DVD REVIEW: 'Last Christmas' offers little worth remembering

DVD REVIEW: 'Last Christmas' offers little worth remembering

Last Christmas scene

Emilia Clarke and Henry Golding star in "Last Christmas."

“Last Christmas” seems like it was released an eternity ago.

It really wasn’t, but it was extremely forgettable.

Using songs from George Michael’s catalog, the romantic comedy presses a little too hard on the heartstrings and tries to combine “Fault in our Stars” with “Yesterday.”

The premise? A Christmas store worker (Emilia Clarke) has difficulty following through with everything. She botches relationships, can’t follow simple directions and doesn’t know where she’s sleeping from night to night.

In short, she’s a mess. And then she meets a hunky stranger (Henry Golding) who gives her reason to straighten up and live right. There’s the hint of a relationship but just when she gets too close, he pulls away. What’s the reason?

Director Paul Feig tosses out potential answers as the smitten Kate finds ways to deal with her problems. Golding’s Tom is almost too good to be true. He helps the homeless, operates without a phone, and prompts others to “look up” just when life seems too unbearable.

Kate has strained relationships with her mother (Emma Thompson, who also wrote the screenplay), her sister (Lydia Leonard) and her boss (Michelle Yeoh). They don’t like her inability to focus and wonder what might signal a turning point.

Unlike the Hallmark films this seems to resemble, “Last Christmas” spends too much time making Golding seem mysterious. Instead of letting those “meet cute” moments resonate, Feig allows them to slip by while Kate fails at an ice skating audition, alienates her sister and botches bonding moments with mom.

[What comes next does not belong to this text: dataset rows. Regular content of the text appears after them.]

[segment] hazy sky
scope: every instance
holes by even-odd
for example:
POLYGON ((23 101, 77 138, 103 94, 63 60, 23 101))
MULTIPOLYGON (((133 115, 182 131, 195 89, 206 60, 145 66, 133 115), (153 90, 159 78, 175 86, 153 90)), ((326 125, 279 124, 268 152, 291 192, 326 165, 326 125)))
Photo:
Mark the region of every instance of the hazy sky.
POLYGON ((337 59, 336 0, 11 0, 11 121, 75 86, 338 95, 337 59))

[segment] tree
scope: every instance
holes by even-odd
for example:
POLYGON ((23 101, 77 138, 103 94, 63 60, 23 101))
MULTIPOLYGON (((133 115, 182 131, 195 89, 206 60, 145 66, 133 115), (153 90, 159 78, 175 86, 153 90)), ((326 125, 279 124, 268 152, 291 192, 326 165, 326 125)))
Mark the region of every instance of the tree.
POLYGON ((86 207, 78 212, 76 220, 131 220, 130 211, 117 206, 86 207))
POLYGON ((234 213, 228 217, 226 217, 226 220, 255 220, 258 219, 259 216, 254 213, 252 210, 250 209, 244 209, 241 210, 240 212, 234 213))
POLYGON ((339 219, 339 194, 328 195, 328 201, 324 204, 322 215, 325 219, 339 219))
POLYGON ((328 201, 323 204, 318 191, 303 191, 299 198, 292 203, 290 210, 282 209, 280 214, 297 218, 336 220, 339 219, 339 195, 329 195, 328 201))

Even her work ethic needs change. Feig tosses in those Michael songs with abandon (wait for “Faith”) and lets Thompson do more mugging than a writer really should.

Golding and Clarke are attractive but both of them have been down this road before and gotten better results.

Here, “Last Christmas” seems to go on forever, despite its holiday transformation vibe. Clarke is great at these roles (she should really follow Audrey Hepburn’s career path) but this one presses the quirky button too often, even for Golding’s good.

When the secret is revealed, you’ll feel cheated – not because it’s lame but because you should have seen it coming the minute Golding showed up.

Hearing Michael’s voice is probably the film’s greatest reason for being. An Elton John-like biopic (with Adam Lambert in the leading role) comes to mind several times throughout “Last Christmas,” but it doesn’t cover the familiar scent of “Last Christmas.”